Matheson Stavrev EL 2013

This is based upon the work in Matheson and Stavrev(2013) with a reconstructed and extended (to 2016) data set. This does a relatively standard "NAIRU-Phillips Curve'' model but allows for time-varying coefficients in the measurement equations. The paper also imposes inequality restrictions on the states (the time-varying coefficients) themselves, which is technically quite a bit more complicated than described in this (rather short) paper. Both the use of the time-varying coefficients (which creates a non-linear state-space model) and the handling of the inequality restrictions on the states are covered in detail as part of the State-Space/DSGE e-course.

This starts with a Phillips curve equation, which has (observable) inflation (${\pi _t}$) equal to expected inflation ($\pi _t^e$), plus terms in the unemployment gap (difference between observable unemployment ${u_t}$ and the unobservable NAIRU ($u_t^*$)), and an observable import price push ($\pi _t^m$). The resulting equation is

\begin{equation} {\pi _t} = \pi _t^e - {\kappa _t}({u_t} - u_t^*) + {\gamma _t}\hat \pi _t^m + \varepsilon _t^\pi \label{eq:matheson_phillips} \end{equation}

(Unobservable) expected inflation is derived from two observables using a time-varying average:

\begin{equation} \pi _t^e = {\theta _t}{{\bar \pi }_t} + (1 - {\theta _t})\pi _{t - 1}^{(4)} \label{eq:matheson_expinfl} \end{equation}

${{\bar \pi }_t}$ is a long-term inflation expectation and $\pi _{t - 1}^{(4)}$ is year-over-year inflation (lagged). Note that this equation has no error term and can just be substituted into \eqref{eq:matheson_expinfl}. That can be rearranged to make

\begin{equation} {\pi _t} = {\pi _{t-1}^{(4)}} + {\theta _t} ({{\bar \pi }_{t-1}} - {\pi _{t-1}^{(4)}}) - {\kappa _t}({u_t} - u_t^*) + {\gamma _t}\hat \pi _t^m +\varepsilon _t^\pi \label{eq:matheson_rearrange} \end{equation}

The state equation for the NAIRU gap is assumed to be the first order autoregression:

\begin{equation} {u_t} - u_t^* = \rho ({u_{t - 1}} - u_{t - 1}^*) + \varepsilon _t^{\left( {u - {u^*}} \right)} \end{equation}

while the NAIRU itself evolves as a random walk:

\begin{equation} u_t^* = u_{t - 1}^* + \varepsilon _t^{{u^*}} \end{equation}

${\pi _t}$, ${u_t}$, $\hat \pi _t^m$, ${{\bar \pi }_t}$ and $\pi _{t - 1}^{(4)}$ are observable.
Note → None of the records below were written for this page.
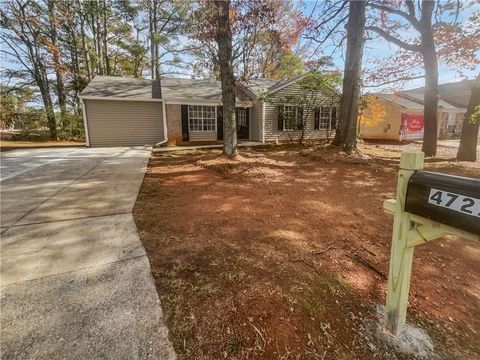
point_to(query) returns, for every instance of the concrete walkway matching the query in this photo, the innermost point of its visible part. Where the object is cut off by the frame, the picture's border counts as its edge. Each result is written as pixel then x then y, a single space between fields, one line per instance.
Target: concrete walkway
pixel 75 279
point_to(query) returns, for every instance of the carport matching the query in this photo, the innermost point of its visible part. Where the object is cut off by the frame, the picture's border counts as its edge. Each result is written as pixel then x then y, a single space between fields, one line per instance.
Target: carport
pixel 123 112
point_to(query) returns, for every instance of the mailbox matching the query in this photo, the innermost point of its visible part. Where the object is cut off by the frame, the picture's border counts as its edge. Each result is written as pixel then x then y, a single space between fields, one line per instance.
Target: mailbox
pixel 447 199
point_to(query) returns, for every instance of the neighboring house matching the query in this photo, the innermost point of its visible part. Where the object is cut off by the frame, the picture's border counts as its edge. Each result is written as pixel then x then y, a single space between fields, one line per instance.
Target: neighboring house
pixel 128 111
pixel 403 118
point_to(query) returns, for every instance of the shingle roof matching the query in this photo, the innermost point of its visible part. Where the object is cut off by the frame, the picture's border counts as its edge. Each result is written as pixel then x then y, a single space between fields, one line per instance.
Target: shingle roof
pixel 260 85
pixel 413 101
pixel 401 101
pixel 175 88
pixel 145 89
pixel 120 87
pixel 457 93
pixel 207 89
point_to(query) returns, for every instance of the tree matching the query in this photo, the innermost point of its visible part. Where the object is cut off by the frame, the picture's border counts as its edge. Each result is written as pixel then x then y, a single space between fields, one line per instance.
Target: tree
pixel 467 151
pixel 223 37
pixel 54 48
pixel 372 111
pixel 346 134
pixel 24 41
pixel 437 37
pixel 264 34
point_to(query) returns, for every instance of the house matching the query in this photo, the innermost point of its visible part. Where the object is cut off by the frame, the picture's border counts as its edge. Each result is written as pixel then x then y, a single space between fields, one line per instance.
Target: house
pixel 127 111
pixel 402 117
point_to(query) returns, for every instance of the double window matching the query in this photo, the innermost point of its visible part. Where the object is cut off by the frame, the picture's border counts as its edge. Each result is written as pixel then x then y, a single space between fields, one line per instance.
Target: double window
pixel 325 118
pixel 292 117
pixel 242 117
pixel 202 118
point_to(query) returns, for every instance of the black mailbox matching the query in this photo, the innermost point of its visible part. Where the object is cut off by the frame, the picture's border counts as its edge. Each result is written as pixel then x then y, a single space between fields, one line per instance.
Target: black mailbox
pixel 447 199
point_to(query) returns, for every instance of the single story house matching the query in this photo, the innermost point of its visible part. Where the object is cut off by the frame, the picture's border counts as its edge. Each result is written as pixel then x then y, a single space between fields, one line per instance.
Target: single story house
pixel 402 118
pixel 121 111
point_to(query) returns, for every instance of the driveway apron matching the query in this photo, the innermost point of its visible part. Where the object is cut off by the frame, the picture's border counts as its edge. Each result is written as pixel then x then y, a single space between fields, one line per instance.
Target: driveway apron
pixel 75 279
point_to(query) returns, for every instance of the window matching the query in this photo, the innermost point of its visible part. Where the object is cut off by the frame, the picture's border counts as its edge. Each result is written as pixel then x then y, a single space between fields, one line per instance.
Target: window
pixel 242 117
pixel 292 117
pixel 201 118
pixel 451 124
pixel 325 118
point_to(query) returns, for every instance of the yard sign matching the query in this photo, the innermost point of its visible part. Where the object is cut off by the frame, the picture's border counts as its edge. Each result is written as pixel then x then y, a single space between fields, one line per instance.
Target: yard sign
pixel 427 207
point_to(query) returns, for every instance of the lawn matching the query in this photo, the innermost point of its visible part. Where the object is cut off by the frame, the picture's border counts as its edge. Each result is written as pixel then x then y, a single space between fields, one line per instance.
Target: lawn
pixel 6 145
pixel 283 253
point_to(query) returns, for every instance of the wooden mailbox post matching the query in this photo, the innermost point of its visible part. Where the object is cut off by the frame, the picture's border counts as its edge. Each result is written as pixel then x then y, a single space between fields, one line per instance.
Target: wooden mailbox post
pixel 410 229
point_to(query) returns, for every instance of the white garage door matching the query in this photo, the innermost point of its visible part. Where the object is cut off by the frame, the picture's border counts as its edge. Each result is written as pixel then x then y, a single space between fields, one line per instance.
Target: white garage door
pixel 124 123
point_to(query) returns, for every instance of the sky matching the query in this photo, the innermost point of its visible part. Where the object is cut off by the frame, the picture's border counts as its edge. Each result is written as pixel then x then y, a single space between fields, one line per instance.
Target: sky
pixel 379 48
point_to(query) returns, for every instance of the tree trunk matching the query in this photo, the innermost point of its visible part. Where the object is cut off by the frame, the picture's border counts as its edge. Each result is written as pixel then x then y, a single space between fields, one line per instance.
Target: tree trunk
pixel 42 83
pixel 223 38
pixel 467 150
pixel 346 134
pixel 105 41
pixel 430 64
pixel 86 53
pixel 153 45
pixel 55 50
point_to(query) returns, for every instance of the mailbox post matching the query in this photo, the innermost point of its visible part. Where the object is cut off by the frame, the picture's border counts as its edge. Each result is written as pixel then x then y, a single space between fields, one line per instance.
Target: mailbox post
pixel 424 216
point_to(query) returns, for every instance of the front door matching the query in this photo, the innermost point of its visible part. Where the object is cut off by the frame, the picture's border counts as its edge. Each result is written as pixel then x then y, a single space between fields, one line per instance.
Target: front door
pixel 243 122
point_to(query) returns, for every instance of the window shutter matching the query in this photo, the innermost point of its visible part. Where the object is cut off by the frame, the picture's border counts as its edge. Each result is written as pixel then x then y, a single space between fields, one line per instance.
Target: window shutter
pixel 185 135
pixel 300 123
pixel 219 122
pixel 280 117
pixel 333 121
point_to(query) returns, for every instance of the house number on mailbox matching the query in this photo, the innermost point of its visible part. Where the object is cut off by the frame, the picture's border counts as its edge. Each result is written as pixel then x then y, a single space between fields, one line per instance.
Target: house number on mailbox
pixel 455 202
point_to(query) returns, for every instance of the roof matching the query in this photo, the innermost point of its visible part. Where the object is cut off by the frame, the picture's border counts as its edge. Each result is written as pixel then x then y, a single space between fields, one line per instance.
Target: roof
pixel 261 85
pixel 120 87
pixel 400 101
pixel 176 88
pixel 457 93
pixel 208 89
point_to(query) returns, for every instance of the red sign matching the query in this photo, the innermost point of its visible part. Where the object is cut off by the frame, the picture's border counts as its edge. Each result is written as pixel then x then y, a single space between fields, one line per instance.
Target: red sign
pixel 411 127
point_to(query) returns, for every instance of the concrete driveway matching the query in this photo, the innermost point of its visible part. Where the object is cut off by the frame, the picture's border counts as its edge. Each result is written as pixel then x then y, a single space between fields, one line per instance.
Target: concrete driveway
pixel 75 279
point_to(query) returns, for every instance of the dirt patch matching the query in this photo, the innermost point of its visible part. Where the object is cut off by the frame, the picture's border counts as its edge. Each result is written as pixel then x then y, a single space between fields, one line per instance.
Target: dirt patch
pixel 6 145
pixel 282 253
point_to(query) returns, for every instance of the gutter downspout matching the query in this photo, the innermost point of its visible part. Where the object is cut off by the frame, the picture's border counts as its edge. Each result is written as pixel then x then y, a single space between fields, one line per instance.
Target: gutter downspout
pixel 165 127
pixel 85 123
pixel 263 122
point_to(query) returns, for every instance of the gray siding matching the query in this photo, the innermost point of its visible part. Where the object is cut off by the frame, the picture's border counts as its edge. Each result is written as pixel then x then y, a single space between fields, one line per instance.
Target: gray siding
pixel 271 120
pixel 256 121
pixel 203 136
pixel 124 123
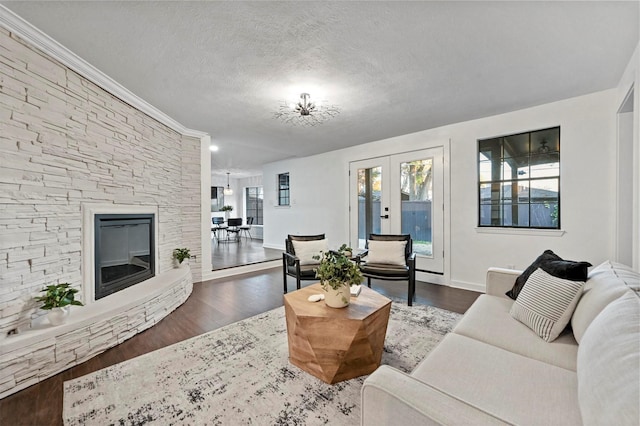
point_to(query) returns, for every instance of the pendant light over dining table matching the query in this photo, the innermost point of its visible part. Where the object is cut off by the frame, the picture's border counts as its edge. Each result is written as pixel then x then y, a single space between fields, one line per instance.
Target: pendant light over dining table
pixel 228 190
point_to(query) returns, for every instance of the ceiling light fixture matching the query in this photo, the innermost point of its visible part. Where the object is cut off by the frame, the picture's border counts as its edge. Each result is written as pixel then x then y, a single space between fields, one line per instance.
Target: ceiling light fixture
pixel 228 190
pixel 306 112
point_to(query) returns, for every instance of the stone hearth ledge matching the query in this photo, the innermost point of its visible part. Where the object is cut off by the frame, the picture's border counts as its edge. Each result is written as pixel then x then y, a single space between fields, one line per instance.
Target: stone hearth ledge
pixel 45 350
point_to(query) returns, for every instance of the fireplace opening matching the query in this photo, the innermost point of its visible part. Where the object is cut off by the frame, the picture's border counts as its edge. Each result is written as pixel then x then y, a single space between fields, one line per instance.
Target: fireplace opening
pixel 124 251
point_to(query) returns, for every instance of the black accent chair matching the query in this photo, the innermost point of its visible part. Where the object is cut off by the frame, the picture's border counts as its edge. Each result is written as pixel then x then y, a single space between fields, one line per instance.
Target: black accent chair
pixel 291 263
pixel 389 272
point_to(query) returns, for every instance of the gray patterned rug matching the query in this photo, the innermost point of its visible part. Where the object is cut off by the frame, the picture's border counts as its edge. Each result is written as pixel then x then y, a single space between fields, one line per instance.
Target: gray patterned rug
pixel 240 374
One can simplify the writing of the model by adding ${u_t} - u_t^*$ to the state vector, and then including the identity

\begin{equation} {u_t} \equiv u_t^* + ({u_t} - u_t^*) \end{equation}

The states are then $u_t^*$, ${u_t} - u_t^*$ and the time-varying coefficients ${\kappa _t}$, ${\gamma _t}$ and ${\theta _t}$. The observables are inflation (${\pi _t}$) and the unemployment rate (${u_t}$).

The interactions between the time-varying coefficients and the $u_t^*$ means that this is not a standard form for a state-space model, but instead, requires the methods of the Non-linear (or Extended) Kalman filter.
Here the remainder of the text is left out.